The IATF resolution says that those vaccinated abroad must carry their official documentation of full vaccination validated through the Philippine Overseas Labor Offices (POLO), or present their international certificate of vaccination, whichever is applicable.
• IATF in Covid-19 balancing act
BALANCING various pressures, the IATF said “the continued implementation of proactive measures and restrictions must be put in place to slow down the surge in Covid-19 cases, stop further spread of variants, buy time for the health system to cope, and to protect more lives.”
The IATF kept until July 15 its travel restrictions under its Resolution 123 on Bangladesh, India, Nepal, Pakistan, Sri Lanka, Oman, and the United Arab Emirates to help prevent the entry of the more infectious Delta variant of the coronavirus detected in those countries.
Health Undersecretary Leopoldo Vega stressed in a presscon Monday the need to intensify border control and the monitoring of arrivals. He said 17 cases of Delta variants had been identified through genome sequencing, but that no local transmission has been recorded.
Among the critical entry points being watched are Bacolod, Baguio, Cagayan de Oro, Dumaguete, Iloilo, General Santos, Legazpi, Naga, Tuguegarao, and Zamboanga.
Covid-19 cases have been waning in Metro Manila, but some areas in Eastern and Western Visayas, Caraga, Zamboanga peninsula, Davao Region, and Soccskasargen (South Cotabato, Cotabato, Sultan Kudarat Sarangani, and General Santos) have been classified as “high-risk.”
Seeing that it will likely fail to keep its promise to achieve herd immunity (some 70 percent of the population vaccinated) by Christmas, the administration has lowered its sight to a so-called “population protection” that entails inoculating only some 50 percent of the people.
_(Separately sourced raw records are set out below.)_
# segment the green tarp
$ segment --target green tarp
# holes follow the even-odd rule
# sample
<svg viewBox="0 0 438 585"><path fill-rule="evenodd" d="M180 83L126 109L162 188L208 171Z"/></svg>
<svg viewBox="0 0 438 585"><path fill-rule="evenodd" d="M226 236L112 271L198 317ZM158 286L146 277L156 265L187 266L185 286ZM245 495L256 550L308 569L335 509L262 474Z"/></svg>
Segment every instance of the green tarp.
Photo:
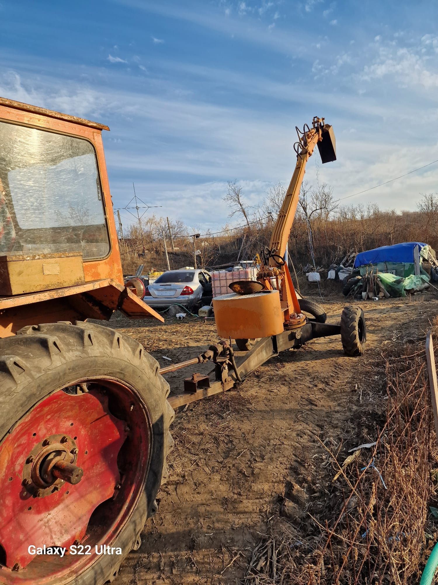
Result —
<svg viewBox="0 0 438 585"><path fill-rule="evenodd" d="M425 273L419 276L410 274L404 278L397 274L379 272L376 277L391 297L406 297L406 291L412 293L422 290L425 284L429 281L429 276Z"/></svg>

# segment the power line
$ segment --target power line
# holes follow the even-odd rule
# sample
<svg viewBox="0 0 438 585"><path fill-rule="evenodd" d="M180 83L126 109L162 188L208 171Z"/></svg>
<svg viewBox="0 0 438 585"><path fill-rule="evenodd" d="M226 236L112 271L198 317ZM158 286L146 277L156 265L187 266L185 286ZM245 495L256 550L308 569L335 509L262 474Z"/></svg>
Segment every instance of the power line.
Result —
<svg viewBox="0 0 438 585"><path fill-rule="evenodd" d="M426 167L430 167L431 164L434 164L435 163L438 163L438 159L436 160L433 160L432 163L428 163L427 164L425 164L422 167L419 167L418 168L414 168L412 171L409 171L409 173L405 173L404 175L400 175L399 177L395 177L393 179L390 179L389 181L385 181L384 183L379 183L378 185L374 185L374 187L370 187L369 189L364 189L363 191L360 191L358 193L353 193L353 195L348 195L346 197L341 197L340 199L336 199L335 202L337 201L343 201L345 199L349 199L350 197L355 197L357 195L361 195L362 193L366 193L367 191L372 191L373 189L377 189L378 187L382 187L383 185L387 185L388 183L392 183L393 181L397 181L397 179L401 179L403 177L406 177L408 175L410 175L412 173L416 173L417 171L421 170L422 168L426 168Z"/></svg>

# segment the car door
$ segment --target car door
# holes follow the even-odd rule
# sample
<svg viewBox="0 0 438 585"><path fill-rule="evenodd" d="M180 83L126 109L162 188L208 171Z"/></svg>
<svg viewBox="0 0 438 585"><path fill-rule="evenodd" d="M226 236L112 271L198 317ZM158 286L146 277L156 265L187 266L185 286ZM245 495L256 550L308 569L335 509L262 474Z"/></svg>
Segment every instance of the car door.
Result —
<svg viewBox="0 0 438 585"><path fill-rule="evenodd" d="M205 274L201 270L198 273L198 280L201 285L199 287L199 290L196 291L196 292L199 293L198 298L200 298L204 294L204 291L207 286L207 279Z"/></svg>

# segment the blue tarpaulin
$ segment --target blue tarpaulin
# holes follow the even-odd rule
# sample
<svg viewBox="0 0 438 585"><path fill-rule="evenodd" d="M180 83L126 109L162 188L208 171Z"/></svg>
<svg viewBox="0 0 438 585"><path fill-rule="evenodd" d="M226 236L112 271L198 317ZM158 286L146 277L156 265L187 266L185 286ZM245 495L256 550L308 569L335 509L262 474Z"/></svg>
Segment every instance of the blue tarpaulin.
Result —
<svg viewBox="0 0 438 585"><path fill-rule="evenodd" d="M366 266L369 264L378 264L379 262L412 263L413 249L416 246L419 247L419 252L426 244L423 244L420 242L405 242L402 244L382 246L374 250L360 252L356 257L354 268L357 268L358 266Z"/></svg>

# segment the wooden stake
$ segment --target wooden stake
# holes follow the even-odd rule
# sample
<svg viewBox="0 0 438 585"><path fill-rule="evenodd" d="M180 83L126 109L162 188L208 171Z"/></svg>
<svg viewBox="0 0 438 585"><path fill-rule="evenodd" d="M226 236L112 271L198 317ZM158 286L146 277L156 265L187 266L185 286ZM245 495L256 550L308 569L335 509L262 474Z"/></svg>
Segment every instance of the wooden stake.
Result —
<svg viewBox="0 0 438 585"><path fill-rule="evenodd" d="M435 421L435 432L437 438L438 438L438 383L437 383L436 380L436 367L435 367L435 356L433 353L432 331L427 332L426 338L426 361L427 362L429 385L430 388L433 418Z"/></svg>
<svg viewBox="0 0 438 585"><path fill-rule="evenodd" d="M171 265L169 264L169 256L167 254L167 245L166 244L166 236L164 235L164 230L163 230L163 242L164 242L164 251L166 253L166 260L167 261L167 269L170 270Z"/></svg>

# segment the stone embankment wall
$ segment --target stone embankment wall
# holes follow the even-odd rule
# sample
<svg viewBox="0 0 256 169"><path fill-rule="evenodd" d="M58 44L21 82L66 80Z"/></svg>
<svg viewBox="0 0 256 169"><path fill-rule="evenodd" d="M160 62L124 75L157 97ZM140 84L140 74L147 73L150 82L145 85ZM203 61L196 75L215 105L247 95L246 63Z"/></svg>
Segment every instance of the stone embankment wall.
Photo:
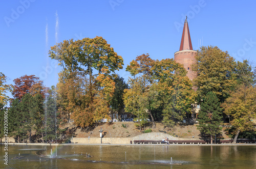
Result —
<svg viewBox="0 0 256 169"><path fill-rule="evenodd" d="M102 144L130 144L130 141L132 141L133 144L133 141L135 140L162 140L163 139L166 139L167 137L169 140L194 139L192 138L191 139L181 139L180 138L174 137L168 134L160 132L152 132L142 134L133 137L103 137ZM73 137L71 142L74 143L77 143L78 144L100 144L100 137Z"/></svg>

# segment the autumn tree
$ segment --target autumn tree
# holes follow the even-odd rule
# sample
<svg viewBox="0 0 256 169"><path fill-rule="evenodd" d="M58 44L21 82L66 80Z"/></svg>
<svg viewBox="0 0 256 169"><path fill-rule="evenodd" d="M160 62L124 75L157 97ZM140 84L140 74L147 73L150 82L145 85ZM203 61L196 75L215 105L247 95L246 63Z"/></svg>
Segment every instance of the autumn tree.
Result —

• Care for mixed vaccine cocktail?
IF IT’S time for your second vaccine dose but the brand used for the first is not available, can another one be used? Then there are those who had China-made Sinovac for their first dose but want to shift to a Western brand for the second shot.
Will a mix-and-match approach to Covid vaccines work? Does it pose any serious risk to the vaccinee?
A BBC News report two days ago said using different brands for first and later doses appears to give good protection against the pandemic virus.
The “Com-Cov trial” reported by BBC looked at the efficacy of either two doses of Pfizer, two of AstraZeneca, or one of them followed by the other.
“All combinations worked well, priming the immune system,” it said, quoting experts as saying. “This knowledge could offer flexibility for vaccine rollout.”
BBC went on: “The trial results also hint that people who have already received two doses of AstraZeneca vaccine could have a stronger immune response if they were given a different jab as a booster if recommended in the autumn.
“The UK’s deputy chief medical officer, Prof. Jonathan Van-Tam, said there was no reason to change the current successful same-dose vaccine schedules in the UK, however, given vaccines were in good supply and saving lives.”
Spain and Germany are offering the Pfizer or Moderna mRNA vaccines as a second dose to younger people who have already received a first dose of the AstraZeneca vaccine, following concerns about rare but serious blood clots, rather than about efficacy.